Боковые выходы закрывают контролёры, мы же во Власовым входим через два центральных входа.

– Добрый день! – обращается к публике Власов. – Прошу сохранять спокойствие, работает Следственный комитет. Мы ищем подозреваемых в совершении преступления, поэтому осмотримся в зале.

Он кивает мне, и мы синхронно продвигаемся вдоль рядов, сверяя лица зрителей с фотороботами, составленными при содействии ФСБ и Акманова лично.

– Так, я это терпеть не собираюсь, – с недовольством говорит мужчина, сидящий с краю ряда с моей стороны. Он хватает за руку свою даму, и они поднимаются с места.

– Пожалуйста, оставайтесь на своих местах. Мы не задержим вас надолго, – говорю этой парочке.

– Я свои права знаю, если нечего мне предъявить, то и права держать здесь меня вы не имеете. – запальчиво говорит мужчина, напирая на меня. – Народ, это вообще всё туфта! Можно спокойно валить!

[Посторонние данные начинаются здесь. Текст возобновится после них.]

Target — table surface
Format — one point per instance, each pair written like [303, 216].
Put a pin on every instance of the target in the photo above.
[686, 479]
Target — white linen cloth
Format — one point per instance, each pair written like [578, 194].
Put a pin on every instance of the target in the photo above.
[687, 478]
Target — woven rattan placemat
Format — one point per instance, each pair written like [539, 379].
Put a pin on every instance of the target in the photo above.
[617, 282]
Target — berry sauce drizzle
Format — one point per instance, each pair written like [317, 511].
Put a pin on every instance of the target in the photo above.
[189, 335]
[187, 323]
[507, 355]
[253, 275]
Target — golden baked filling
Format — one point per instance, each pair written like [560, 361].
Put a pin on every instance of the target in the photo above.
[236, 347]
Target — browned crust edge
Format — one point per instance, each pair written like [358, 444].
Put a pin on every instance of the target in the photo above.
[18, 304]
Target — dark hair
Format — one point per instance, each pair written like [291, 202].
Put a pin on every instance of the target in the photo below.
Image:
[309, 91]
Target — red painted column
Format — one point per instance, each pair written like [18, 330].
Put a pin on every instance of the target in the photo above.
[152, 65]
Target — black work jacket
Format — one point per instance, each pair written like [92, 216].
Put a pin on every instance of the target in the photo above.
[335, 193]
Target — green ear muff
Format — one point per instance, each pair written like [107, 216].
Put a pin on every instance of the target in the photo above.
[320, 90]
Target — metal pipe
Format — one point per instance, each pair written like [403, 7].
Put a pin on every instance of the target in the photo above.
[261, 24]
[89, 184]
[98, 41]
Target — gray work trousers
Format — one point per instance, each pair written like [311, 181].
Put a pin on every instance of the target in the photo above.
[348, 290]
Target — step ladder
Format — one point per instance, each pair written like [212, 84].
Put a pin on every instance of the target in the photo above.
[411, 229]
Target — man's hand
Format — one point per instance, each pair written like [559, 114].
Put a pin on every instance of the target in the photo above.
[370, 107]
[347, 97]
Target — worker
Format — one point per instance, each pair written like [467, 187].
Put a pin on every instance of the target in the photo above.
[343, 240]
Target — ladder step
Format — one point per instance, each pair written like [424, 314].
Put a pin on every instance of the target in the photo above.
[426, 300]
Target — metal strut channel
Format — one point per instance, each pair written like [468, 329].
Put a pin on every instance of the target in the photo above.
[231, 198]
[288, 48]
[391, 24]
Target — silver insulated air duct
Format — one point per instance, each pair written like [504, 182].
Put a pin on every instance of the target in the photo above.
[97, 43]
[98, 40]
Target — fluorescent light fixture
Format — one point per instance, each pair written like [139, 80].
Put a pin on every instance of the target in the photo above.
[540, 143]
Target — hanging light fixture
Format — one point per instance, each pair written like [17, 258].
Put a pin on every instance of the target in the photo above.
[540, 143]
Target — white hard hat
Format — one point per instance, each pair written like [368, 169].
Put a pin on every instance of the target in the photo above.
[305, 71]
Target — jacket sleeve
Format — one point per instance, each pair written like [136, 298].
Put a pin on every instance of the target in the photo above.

Люди начинают подниматься со своих мест, создавая толпу, стекающуюся к выходам. Я беспомощно смотрю на Власова, и он кивает в сторону дверей. Намёк понят. Я протискиваюсь к выходу, и вдруг вижу нужных парней, которые опережают меня на пару метров в узком проходе.

– Дайте пройти, – торопливо пробираюсь я вперёд. Но получается слабо.

В итоге, когда я пробиваюсь в фойе, парни растворяются в толпе. Ищу их взглядом, вижу удаляющиеся размашистыми шагами к выходу на улицу.

Я бегу, врезаясь в людей. Извиняюсь и снова ускоряюсь, лавируя между телами.

– Стоять, полиция! – кричу в спину подозреваемым, и они, вырвавшись на улицу, бегут в сторону дворов.

Я пускаюсь следом. Забегаю за угол театра в пустынный переулок, хватаюсь за кобуру… и отлетаю, ударяясь о стену.

Воздух выходит из лёгких, и я жадно хватаю его ртом. А в это время преступники дают дёру, только пятки сверкают.

Запыхавшийся Власов появляется из-за угла.

– Чёрт, Власова! Какого хрена ты пустилась в погоню одна?

– Времени не было, – хриплю я.

– Времени не было, – передразнивает он, осматривая меня. – Где болит, Гель?

– Нормально всё, жить буду.

Он подставляет руку.

– Тогда поехали. Подадим в розыск, нам тут ловить теперь нечего.

– Я такая дура, Власов! – жалобно говорю ему. – Прости, что упустила их.

– Главное, сама не пострадала, – вздыхает он, с сомнением глядя на меня.

– Да нормально всё! – буркаю я.

Но к вечеру, когда мы возвращаемся к отдел, заполняем документацию и Власов подаёт необходимую информацию для розыска подозреваемых, я чувствую, как начинает припекать грудную клетку. Без обезболивающих к возвращению домой я уже едва могу шевелить левой рукой, но не подаю виду. Сначала надо посмотреть, насколько всё печально. Вдруг ничего серьёзного? Тогда ни к чему ставить на уши Ярослава.

Преступничек встречает меня у порога, как верный пёс.

– Помоги, – прошу его, морщась от этой вынужденной меры.

Он удивлённо вскидывает брови, но помогает снять пальто и сапоги. Игнорируя присутствие Юджина, прохожу сразу в ванную, но снять рубашку самостоятельно для меня целая проблема. Расстёгиваю одной рукой пуговицу за пуговицей. Стою в распахнутой рубашке и плачу от бессилия, разглядывая фиолетово-лиловый кровоподтёк, расползающийся от припухшей ключицы вниз.

Тихий стук в дверь, голос Юджина, спрашивающий, всё ли у меня в порядке, и я начинаю рыдать в голос. От обиды, от боли, от собственной глупости плачу как девчонка, взахлёб.

Женя стучит снова. И снова. И врывается.

– Ангелочек, что с тобой? – взволнованно спрашивает он.

– Свали, – всхлипываю я. У меня нет сейчас сил вступать с ним в словесные баталии.

– Нет, я не уйду. – качает он головой. Подходит ближе, разглядывает синяк. – Производственная травма?